Idris had begun to discuss the need for such a journal as a doctoral student in Paris—he received his PhD, on “The Foreign Influences on Modern Arabic Fiction from 1900 to 1950,” in 1952—an experience on which he wrote a semi-autobiographical novel, al-Hayy al-latini, The Latin Quarter (1953). That text, as other texts of his, also reflected his vivid literary and political interest in existentialism. As Yoav Di-Capua has shown in No Exit: Arab Existentialism, Jean-Paul Sartre, and Decolonization (2018), Idris and many other Arabs in the 1940s-1960s in Europe and the Arab world embraced existentialism, a philosophical trend identified with the Frenchman Jean-Paul Sartre. They adapted the perhaps central-most existentialist issue—human individuals’ fundamental ability to free themselves from what controls them and shape their own existence—such that it fit their experience and demands in the early postcolonial years.

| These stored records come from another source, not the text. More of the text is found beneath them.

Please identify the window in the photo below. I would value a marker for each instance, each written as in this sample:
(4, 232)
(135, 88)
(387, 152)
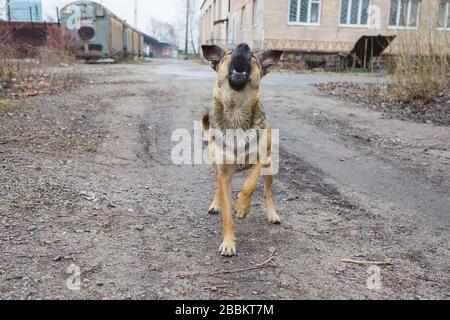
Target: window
(304, 11)
(255, 12)
(355, 12)
(444, 15)
(404, 13)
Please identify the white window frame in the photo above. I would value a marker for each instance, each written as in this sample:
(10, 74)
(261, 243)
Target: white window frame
(255, 7)
(397, 22)
(446, 17)
(243, 19)
(349, 13)
(298, 23)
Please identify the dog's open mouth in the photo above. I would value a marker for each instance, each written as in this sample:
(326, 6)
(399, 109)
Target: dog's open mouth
(240, 67)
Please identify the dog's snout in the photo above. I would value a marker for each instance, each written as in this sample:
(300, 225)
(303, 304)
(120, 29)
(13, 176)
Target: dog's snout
(240, 67)
(243, 48)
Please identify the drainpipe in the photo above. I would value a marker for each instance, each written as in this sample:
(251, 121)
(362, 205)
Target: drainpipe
(187, 30)
(8, 6)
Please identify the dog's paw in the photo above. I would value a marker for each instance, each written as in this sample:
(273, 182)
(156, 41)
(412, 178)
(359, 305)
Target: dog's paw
(214, 211)
(228, 249)
(274, 218)
(242, 209)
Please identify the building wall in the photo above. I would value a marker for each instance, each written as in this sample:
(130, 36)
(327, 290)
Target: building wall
(26, 10)
(271, 27)
(329, 35)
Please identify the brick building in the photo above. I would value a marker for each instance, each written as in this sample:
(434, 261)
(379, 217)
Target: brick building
(316, 26)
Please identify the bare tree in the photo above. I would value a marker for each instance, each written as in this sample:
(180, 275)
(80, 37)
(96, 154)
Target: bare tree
(162, 31)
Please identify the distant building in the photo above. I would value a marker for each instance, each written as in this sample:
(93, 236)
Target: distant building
(312, 27)
(26, 10)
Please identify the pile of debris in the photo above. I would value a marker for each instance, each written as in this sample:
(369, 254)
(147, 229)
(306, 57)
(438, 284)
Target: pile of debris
(378, 97)
(31, 86)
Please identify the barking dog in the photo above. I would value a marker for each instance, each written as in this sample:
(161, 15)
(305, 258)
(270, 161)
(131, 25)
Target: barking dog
(239, 120)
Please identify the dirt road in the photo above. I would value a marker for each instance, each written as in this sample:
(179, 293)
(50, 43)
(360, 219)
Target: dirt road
(86, 180)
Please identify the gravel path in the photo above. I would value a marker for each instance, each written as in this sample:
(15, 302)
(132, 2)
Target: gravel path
(86, 181)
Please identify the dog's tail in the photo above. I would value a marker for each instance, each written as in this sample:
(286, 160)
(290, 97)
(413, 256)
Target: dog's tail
(206, 123)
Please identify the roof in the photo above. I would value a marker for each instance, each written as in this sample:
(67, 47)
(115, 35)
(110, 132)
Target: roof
(85, 2)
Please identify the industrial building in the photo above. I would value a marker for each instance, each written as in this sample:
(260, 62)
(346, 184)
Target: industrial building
(24, 10)
(318, 30)
(101, 34)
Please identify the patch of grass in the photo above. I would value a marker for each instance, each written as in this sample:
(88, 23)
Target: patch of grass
(422, 64)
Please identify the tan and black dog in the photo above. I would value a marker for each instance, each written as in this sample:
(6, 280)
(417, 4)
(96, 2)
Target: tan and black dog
(238, 108)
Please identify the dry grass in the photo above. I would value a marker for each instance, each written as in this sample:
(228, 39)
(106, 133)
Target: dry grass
(422, 64)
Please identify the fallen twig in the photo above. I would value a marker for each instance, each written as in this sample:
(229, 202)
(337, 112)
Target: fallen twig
(373, 263)
(265, 264)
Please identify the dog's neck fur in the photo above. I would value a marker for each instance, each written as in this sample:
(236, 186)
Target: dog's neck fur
(238, 110)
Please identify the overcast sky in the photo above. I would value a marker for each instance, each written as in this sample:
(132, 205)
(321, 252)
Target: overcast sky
(166, 10)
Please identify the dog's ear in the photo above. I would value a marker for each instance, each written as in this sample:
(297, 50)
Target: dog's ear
(267, 59)
(213, 54)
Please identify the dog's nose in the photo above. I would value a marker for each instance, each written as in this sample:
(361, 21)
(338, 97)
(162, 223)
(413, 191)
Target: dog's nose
(243, 49)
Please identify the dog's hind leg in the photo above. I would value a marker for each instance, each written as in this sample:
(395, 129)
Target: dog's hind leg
(228, 247)
(271, 211)
(244, 201)
(215, 205)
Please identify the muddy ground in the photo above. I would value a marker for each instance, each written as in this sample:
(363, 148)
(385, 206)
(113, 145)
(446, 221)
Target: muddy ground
(86, 180)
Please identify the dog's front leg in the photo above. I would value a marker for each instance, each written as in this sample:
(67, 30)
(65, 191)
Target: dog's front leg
(228, 247)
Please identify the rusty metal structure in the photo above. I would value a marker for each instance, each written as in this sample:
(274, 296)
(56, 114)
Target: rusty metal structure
(99, 33)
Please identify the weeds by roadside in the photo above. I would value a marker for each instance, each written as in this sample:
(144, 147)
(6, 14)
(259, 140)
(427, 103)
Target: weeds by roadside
(27, 70)
(422, 59)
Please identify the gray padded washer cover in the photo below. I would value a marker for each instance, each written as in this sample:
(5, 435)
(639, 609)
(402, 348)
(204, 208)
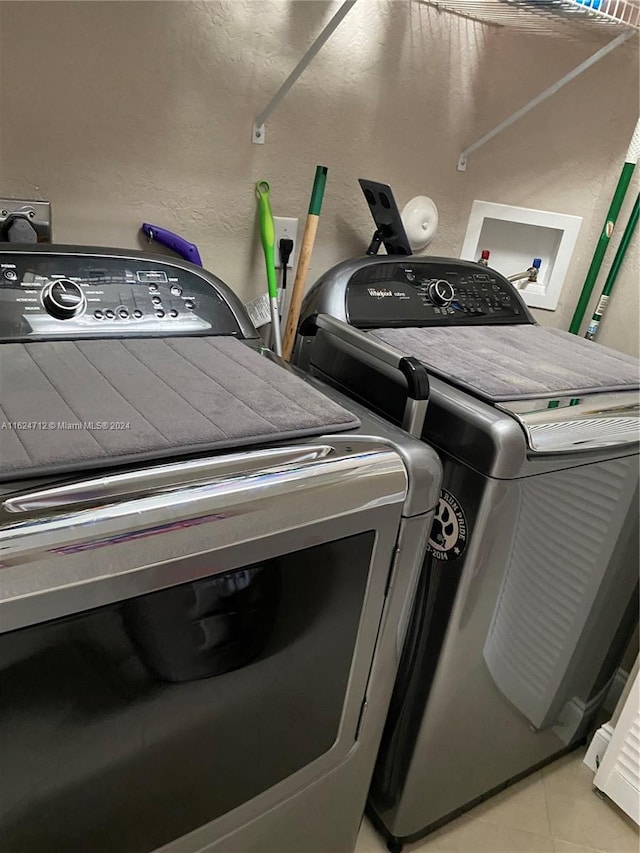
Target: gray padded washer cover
(516, 362)
(143, 399)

Sure, a good number of Arab Marxists criticized existentialism for being individualistic. And yes, Arabs eventually turned away from Sartre, as their earlier hero signed a letter in support of Israel on the eve of the June 1967 Six-Day War. (Sartre was influenced by massive French Jewish fears that a second Holocaust was coming Israel’s way, which was voiced also by a close collaborator of his, Claude Lanzmann.) But for two decades before 1967, existentialism was extremely useful.
Although political independence from European imperial control was proceeding apace in many parts in the Middle East, though not everywhere, colonialism continued to cast a long shadow. Hard questions about real cultural authenticity (asala) vis-à-vis the West and full-on existential sovereignty (siyada)after many decades of European control remained to be tackled. And true intellectual decolonization—full freedom also in this realm—was necessary. One strand of Arab existentialism, embraced by Idris and others, demanded that literati be steeped in their society and write with total commitment (iltizam) to it, its political needs, and its cultural identity—all while linking their new works also to the non-Arab world, as this text shows.